Since DraftKings walked away, it has all been downhill. There have been compliance fines and settlements, the heftiest of which was the £615mn it agreed to pay last year for failing to prevent bribery at its former Turkish subsidiary. Mature markets have been tightening regulation. Then there was its former chief executive’s costly £2bn acquisition spree.

Throughout those travails, the US market had been a bright spot — where UK gambling companies were backed to clean up as the sport betting market liberalised. That dream is fading. Reviving Entain was never going to be easy but the job is now that much harder.

BetMGM, Entain’s US joint business with MGM Resorts, said this week that it expects a loss of more than $240mn this year as it ploughs more into marketing its online gaming products.

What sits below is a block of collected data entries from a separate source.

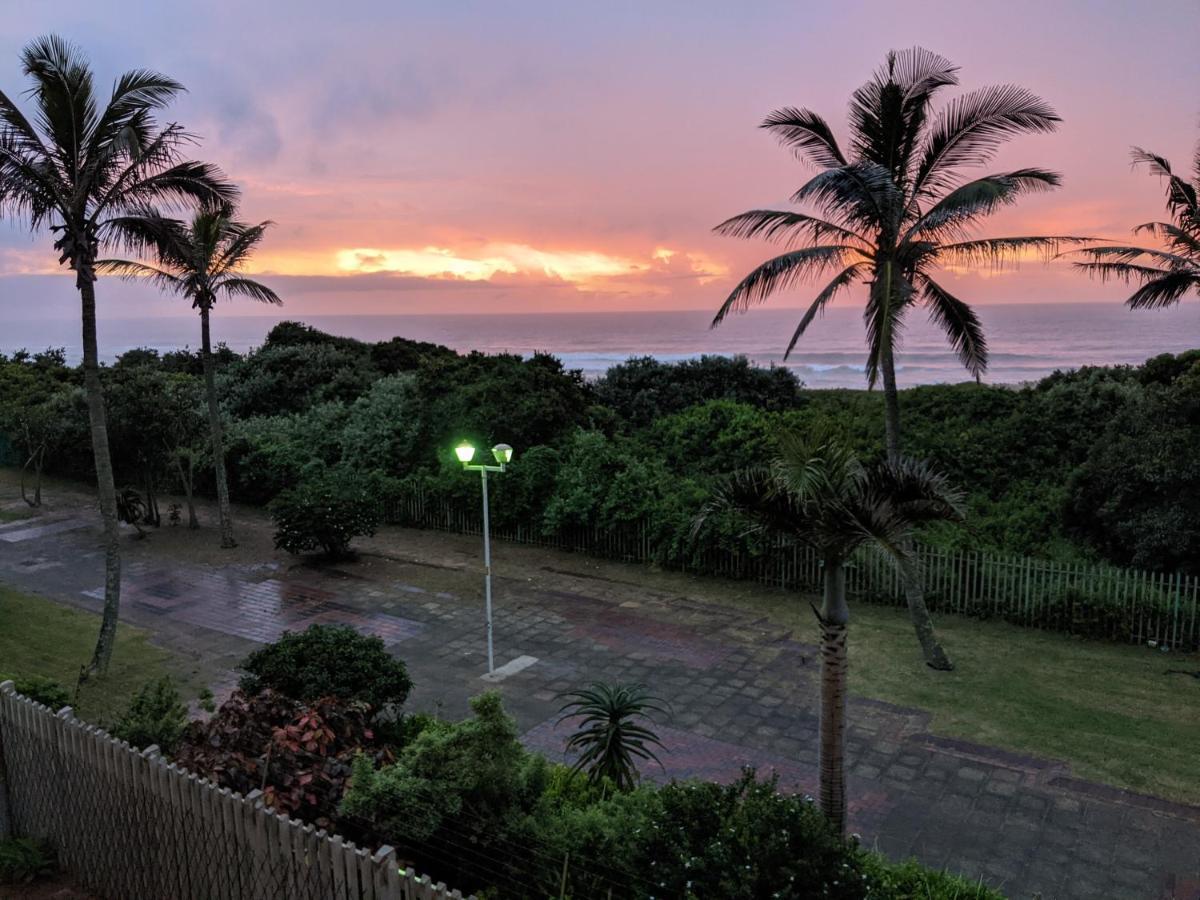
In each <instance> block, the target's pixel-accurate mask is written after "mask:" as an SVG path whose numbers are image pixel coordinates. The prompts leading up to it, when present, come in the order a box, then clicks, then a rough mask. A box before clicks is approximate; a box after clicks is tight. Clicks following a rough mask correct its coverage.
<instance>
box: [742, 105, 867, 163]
mask: <svg viewBox="0 0 1200 900" xmlns="http://www.w3.org/2000/svg"><path fill="white" fill-rule="evenodd" d="M758 127H761V128H766V130H767V131H769V132H772V133H773V134H774V136H775V137H776V138H778V139H779V143H781V144H782V145H784V146H787V148H791V149H792V151H793V152H796V155H797V156H799V157H800V158H802V160H806V161H809V162H811V163H814V164H815V166H817V167H820V168H833V167H835V166H845V164H846V157H845V156H844V155H842V152H841V149H840V148H839V146H838V140H836V138H834V136H833V130H832V128H830V127H829V124H828V122H826V120H824V119H822V118H821V116H820V115H817V114H816V113H814V112H812V110H811V109H797V108H796V107H784V108H782V109H776V110H774V112H773V113H772V114H770V115H768V116H767V118H766V119H763V121H762V125H760V126H758Z"/></svg>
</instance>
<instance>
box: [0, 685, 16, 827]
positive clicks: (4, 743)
mask: <svg viewBox="0 0 1200 900" xmlns="http://www.w3.org/2000/svg"><path fill="white" fill-rule="evenodd" d="M16 692H17V685H16V684H13V683H12V682H11V680H10V682H4V683H2V684H0V840H5V839H7V838H12V836H13V835H12V808H11V806H10V800H8V772H7V769H6V768H5V762H4V744H5V737H4V736H5V732H6V731H7V727H8V721H7V713H8V702H10V701H11V698H12V696H13V695H14V694H16Z"/></svg>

It had warned that 2024 would be a year of investing to reap the rich rewards on offer in the US. But estimates on Visible Alpha pointed to a much smaller loss of $18mn. More importantly, BetMGM moved the goalposts on profitability: it now expects to generate $500mn in ebitda in “the coming years”, rather than 2026.

This isn’t disastrous. BetMGM has made progress to improve the consumer betting experience. Punters no longer have to use a different account if they cross state lines, for example.

But the company faces formidable competition, both from market leaders DraftKings and Flutter-owned FanDuel and from more recent entrants such as ESPNBet. A marketing arms races could easily escalate in the grab for market share, eating into margins.

Indeed Evoke, formerly 888, decided to exit the US consumer market, highlighting the “significant” costs of operating there. BetMGM will find it challenging to meet its longer-term target of a 30 per cent-plus ebitda margin, thinks Investec’s Roberta Ciaccia.

For the wider Entain group, this was an unwelcome surprise before a new chief executive — industry veteran Gavin Isaacs — takes charge in September. An update in May, including considering “strategic alternatives” for its Georgian business Crystalbet, failed to change the stock’s painful slump.

A tougher US outlook, as well as activists on the register, will keep up the pressure on Isaacs to consider other sales, most likely of businesses such as Eurobet that aren’t integrated into Entain’s main technology platform.

The painful process of reviving Entain looks like it will be slower than ever.